文化庁の日本語に対する調査のニュースが、数週間前に発表されました。今回のトピックスは、
「日本語が乱れていると感じる人が減ったこと」
です。
この種の調査が始まったのは1995年の様ですが、「正しい日本語」が話題になったのは1970年代後半の様です。想像ですが、「間違いだらけのクルマ選び」が大人気になった結果あらゆる分野で「間違いだらけの」を題名にする本が乱立、日本語分野にも及んだのではないか、と思います。
そして具体的に初めてニュースになったのは、1985年頃の「ら抜き言葉」からです。「着る」「食べる」などの可能形を「着れる」「食べれる」とするものです。もはや話題にもならず、これらの言葉が正しくなるのは目前です。
国語の授業で聞いた話では、同音の「切る」の場合の可能形は「切れる」ですから、音が同じ言葉で意味によって活用方法が異なるのは不合理であり、言葉は簡単な方に変化する傾向があるため、「着れる」になるのは自然、というものでした。
言葉が間違っている、間違っていない、ということに執着するのはどちらかというと理工系の一部の人で、どうやら一度決めた定義が異なっていくことが許せないようです。一方で国語系の人は、このような変化は正さず容認する傾向にあります。
そんな誰も議論しなくなった「ら抜き言葉」はさておき、私はかつての若者言葉で流行語になった言葉の衰退が気になります。
例えば、「超」は、今使われているでしょうか?生まれは東海道新幹線が開通した1964年でしょうか?私には1977年のさらば宇宙戦艦ヤマトで最後に出てきた敵大型戦艦が、「超弩級大型戦艦」と呼ばれたことで知りました。ピークは、1996年頃に木村拓哉氏はドラマで「チョベリバ」と言った頃だと思います。
若者言葉として現在あるのは、「めちゃ、めっちゃ」だと思います。しかし、その「めちゃ、めっちゃ」も、若干「手垢がつき」、古くなってきているように感じます。
また、「やばい」はどうでしょうか?「自分にとって良くない状況に変化していくことをさしてつかう言葉」です。私は、私が住む地域の別の意味の方言によく似ており、主義として使いません。
この言葉は、江戸時代から太平洋戦争を経て、1980年代までは、やくざ者や不良学生などに使われてきたようです。それが1980年代半ばころから、「一見真面目そうな女の子でも、自分が親しみやすいキャラクターであることを演出するために、わざと悪ぶって使う言葉」に昇格しました。

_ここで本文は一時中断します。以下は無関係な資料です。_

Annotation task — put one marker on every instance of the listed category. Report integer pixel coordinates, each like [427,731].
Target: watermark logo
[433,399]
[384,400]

そこから一般化が進みましたが、1990年代後半、若者向けファッション雑誌に「ヤバいアイテム」という表現が現れました。「ストリート感覚満点でかっこう良く、それでいて秘密にした衣服やアクセサリー」という意味です。そこから本来の意味を失い、「かっこう良い」になり「おいしい」の意味にも使われるようになっていきました。しかしこちらも「超」と同様に、急速に衰えてはいないでしょうか?
私はこの二つの言葉が勢いを失っている背景に、「かつての不良性要素(ヤンキー、ギャル)を忌み嫌う傾向が強まってきた」ことを感じています。2000年頃は、景気悪化が普通になり、就業、就職意識を失った若者が街にあふれた時期でした。その頃の「ヤンキー、ギャル」がその後どうなっていったかというと、「若年結婚、出産、貧困、暴力、離婚、殺人」でした。すなわち、かっこう良いとされてきた「ヤンキー、ギャル」は、「あ、そのうち殺人するかされる人だ!」と見られてしまうのです。
私がかつて富士山五合目に「半袖、半ズボン、サンダル」で行ったところ、周囲の人が「あ、凍死して新聞に載る人だ。今のうちにじっくり見ておこう!」とニヤニヤしながら嘲笑の目にさらされたのと、同じ状況です。
すなわち、ヤンキーやギャルなど、不真面目ぶることが格好悪いとされる時代が、より本格的になった、ということがここにも表れていたのです。